Mathias Ráby was again pressed by his wife to go and get some shooting. Perhaps he might be more lucky to-day, and bring home a hare.
His spouse was all affection and anxiety. So he went.
But the things Ráby had heard lately he could not get out of his head.
Therefore he did not go far into the country, but turned back in the direction of Pesth. There, he saw a mob of men, women, and children, who all seemed to be waiting for someone.
He would not ask for whom, for he knew they would not tell him.
But hardly had Ráby gone a few hundred paces past them, than he noted a carriage drawn by three horses, coming from the prefecture at a quick gallop, whereupon the whole crowd of people, till now silent, burst forth with loud cries, and placed themselves on either side of the road.
The passenger inside the carriage he did not recognise; neither could he make out what it was the mob were shouting to him. But their tone was sufficiently menacing. As the equipage dashed between the rows of people, the yells became still louder, whilst fists were raised and sticks were brandished threateningly. The carriage did not stop, but cleared the mob till it had left it far behind.
When the carriage reached Ráby, he saw the surveyor cowering on the back seat. Now he gathered what the people's cries had meant.
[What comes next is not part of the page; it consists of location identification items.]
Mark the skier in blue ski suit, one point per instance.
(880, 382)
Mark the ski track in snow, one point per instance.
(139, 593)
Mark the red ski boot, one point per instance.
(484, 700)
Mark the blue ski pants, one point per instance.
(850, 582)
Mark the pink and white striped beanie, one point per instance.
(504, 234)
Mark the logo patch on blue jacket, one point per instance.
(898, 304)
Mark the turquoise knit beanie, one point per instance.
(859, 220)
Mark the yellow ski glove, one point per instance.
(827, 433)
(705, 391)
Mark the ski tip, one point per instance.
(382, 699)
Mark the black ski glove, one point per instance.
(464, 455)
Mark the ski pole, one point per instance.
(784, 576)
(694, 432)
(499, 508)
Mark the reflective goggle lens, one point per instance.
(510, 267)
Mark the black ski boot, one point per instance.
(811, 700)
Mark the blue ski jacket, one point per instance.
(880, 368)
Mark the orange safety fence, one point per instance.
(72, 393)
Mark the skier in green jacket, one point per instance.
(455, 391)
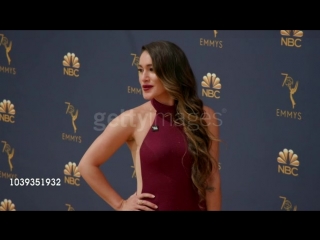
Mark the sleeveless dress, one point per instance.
(166, 164)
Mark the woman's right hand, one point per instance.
(136, 202)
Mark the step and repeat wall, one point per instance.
(60, 89)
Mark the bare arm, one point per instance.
(118, 131)
(213, 193)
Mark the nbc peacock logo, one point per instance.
(216, 43)
(7, 205)
(287, 205)
(70, 208)
(211, 86)
(7, 111)
(71, 65)
(291, 38)
(288, 162)
(72, 174)
(4, 42)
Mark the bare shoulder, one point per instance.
(208, 110)
(132, 117)
(209, 114)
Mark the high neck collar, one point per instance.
(162, 108)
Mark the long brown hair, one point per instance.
(172, 66)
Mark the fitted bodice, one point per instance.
(166, 163)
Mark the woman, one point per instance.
(172, 137)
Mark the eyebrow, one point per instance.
(148, 65)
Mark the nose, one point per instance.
(144, 76)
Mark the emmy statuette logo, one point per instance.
(74, 113)
(7, 45)
(135, 62)
(210, 42)
(9, 152)
(292, 86)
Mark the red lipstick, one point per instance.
(146, 87)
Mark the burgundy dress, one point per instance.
(166, 164)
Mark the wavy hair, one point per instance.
(172, 66)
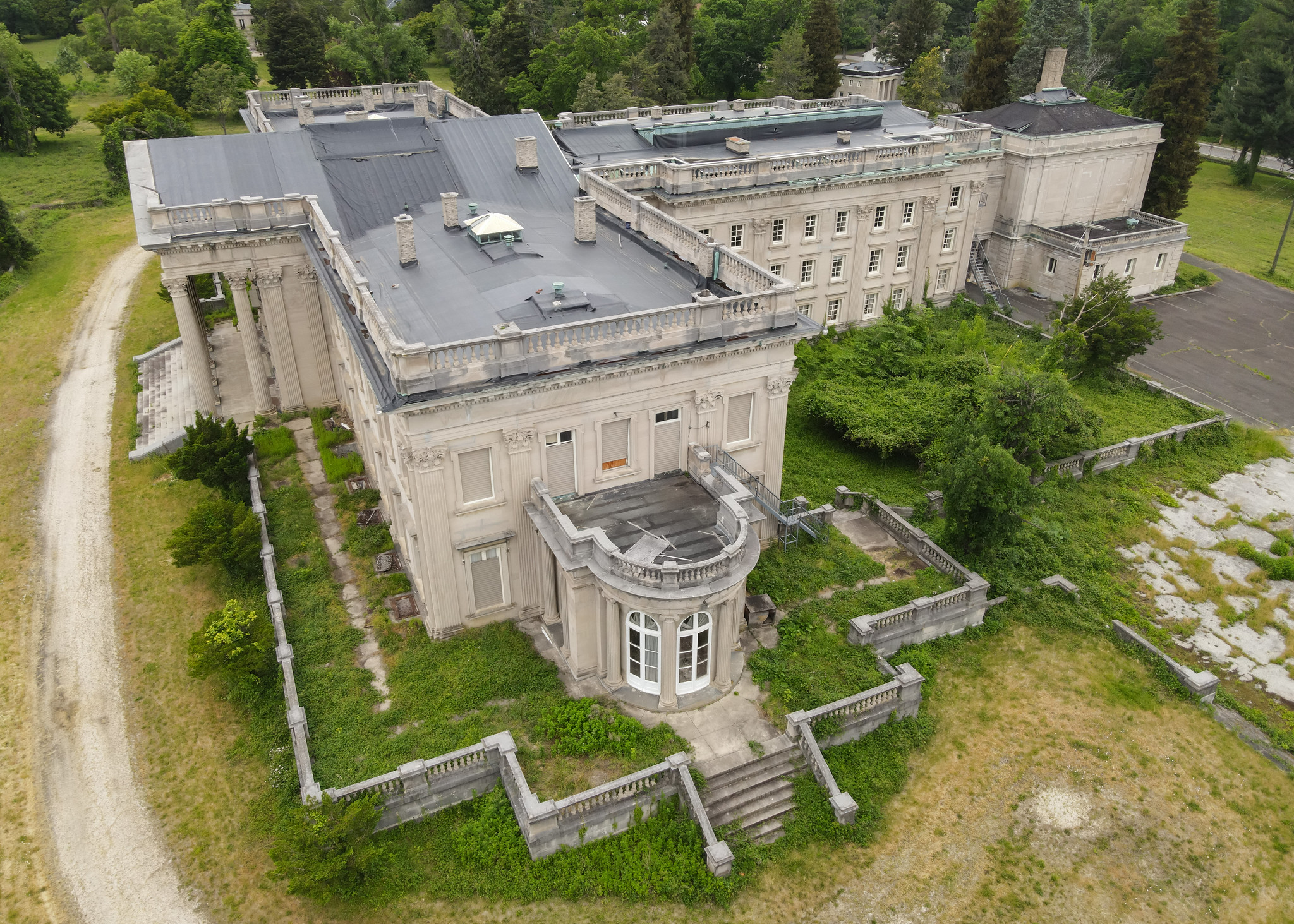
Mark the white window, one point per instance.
(615, 444)
(667, 440)
(559, 456)
(475, 477)
(487, 573)
(741, 408)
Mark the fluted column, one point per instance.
(430, 495)
(669, 662)
(195, 334)
(237, 281)
(522, 447)
(270, 281)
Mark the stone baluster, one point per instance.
(195, 333)
(250, 338)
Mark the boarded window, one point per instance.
(559, 456)
(615, 444)
(475, 476)
(487, 568)
(739, 417)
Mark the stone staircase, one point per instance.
(753, 791)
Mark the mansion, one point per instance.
(566, 347)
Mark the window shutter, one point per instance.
(615, 444)
(667, 448)
(475, 476)
(739, 417)
(488, 580)
(560, 459)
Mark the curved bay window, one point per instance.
(694, 652)
(642, 639)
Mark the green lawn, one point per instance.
(1240, 228)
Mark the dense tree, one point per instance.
(823, 40)
(32, 97)
(1179, 99)
(1049, 23)
(923, 85)
(996, 38)
(914, 28)
(294, 45)
(16, 250)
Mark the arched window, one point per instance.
(642, 639)
(694, 652)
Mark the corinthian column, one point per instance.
(237, 281)
(430, 501)
(271, 284)
(195, 334)
(522, 447)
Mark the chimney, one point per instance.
(527, 153)
(449, 208)
(1054, 70)
(404, 241)
(585, 219)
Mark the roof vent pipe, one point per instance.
(404, 241)
(449, 208)
(527, 153)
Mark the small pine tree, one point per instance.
(822, 38)
(996, 38)
(924, 86)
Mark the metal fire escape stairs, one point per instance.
(794, 517)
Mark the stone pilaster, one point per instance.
(270, 281)
(250, 338)
(426, 481)
(195, 334)
(523, 447)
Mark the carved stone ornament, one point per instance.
(521, 440)
(707, 400)
(426, 460)
(778, 386)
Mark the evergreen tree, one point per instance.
(1179, 97)
(670, 56)
(996, 38)
(915, 25)
(822, 38)
(1049, 23)
(293, 45)
(924, 86)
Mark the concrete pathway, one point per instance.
(368, 654)
(112, 858)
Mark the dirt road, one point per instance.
(112, 862)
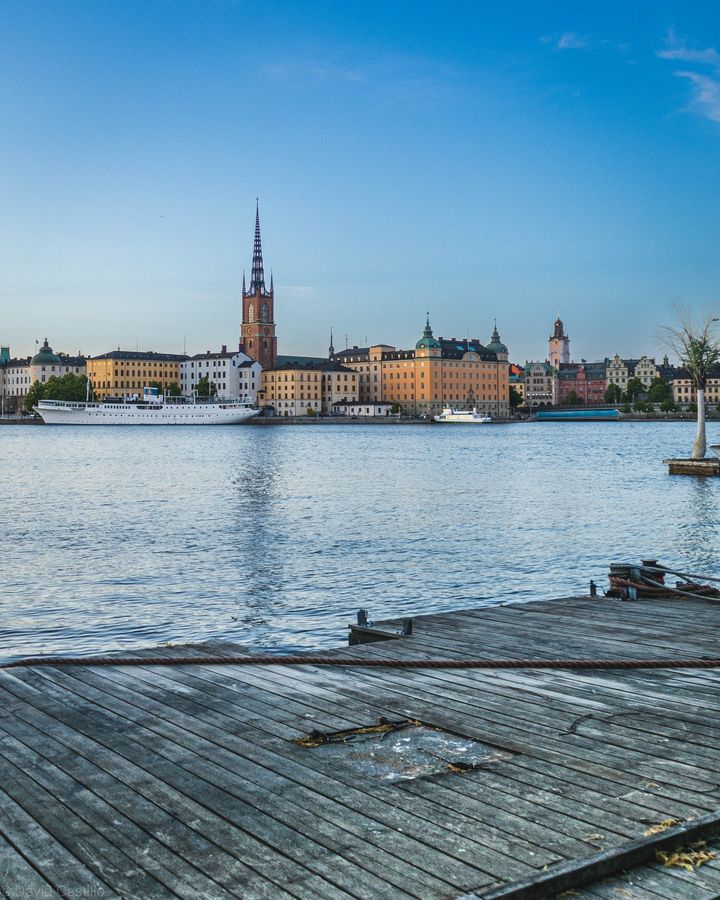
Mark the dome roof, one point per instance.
(45, 357)
(496, 345)
(427, 341)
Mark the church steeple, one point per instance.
(257, 275)
(257, 332)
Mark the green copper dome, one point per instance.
(496, 345)
(45, 357)
(427, 341)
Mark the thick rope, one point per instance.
(339, 661)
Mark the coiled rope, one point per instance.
(340, 661)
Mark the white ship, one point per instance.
(153, 409)
(462, 417)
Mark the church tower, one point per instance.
(558, 345)
(257, 334)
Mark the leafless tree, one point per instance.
(698, 347)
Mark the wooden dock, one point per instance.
(184, 781)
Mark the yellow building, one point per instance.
(123, 373)
(295, 386)
(437, 373)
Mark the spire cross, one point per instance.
(257, 275)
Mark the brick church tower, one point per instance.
(558, 345)
(257, 332)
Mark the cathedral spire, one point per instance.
(257, 276)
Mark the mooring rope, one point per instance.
(352, 662)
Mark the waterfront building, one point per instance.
(517, 379)
(558, 345)
(257, 331)
(18, 375)
(124, 373)
(586, 380)
(620, 371)
(541, 384)
(357, 409)
(296, 385)
(437, 373)
(684, 391)
(234, 374)
(15, 382)
(367, 362)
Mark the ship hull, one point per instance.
(130, 414)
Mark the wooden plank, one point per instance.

But he did not understand what it was till the carriage pulled up close to him, and he recognised in the driver, Dacsó Marczi.
"Your very humble servant," exclaimed the surveyor to Ráby. "Did you hear the infernal row they made? That's the way they receive me everywhere. If Marczi had not been my coachman, I should have had stones thrown at my head."
"Your worship," cried Marczi, in a voice already thick with wine; "is there still some brandy in the flask?"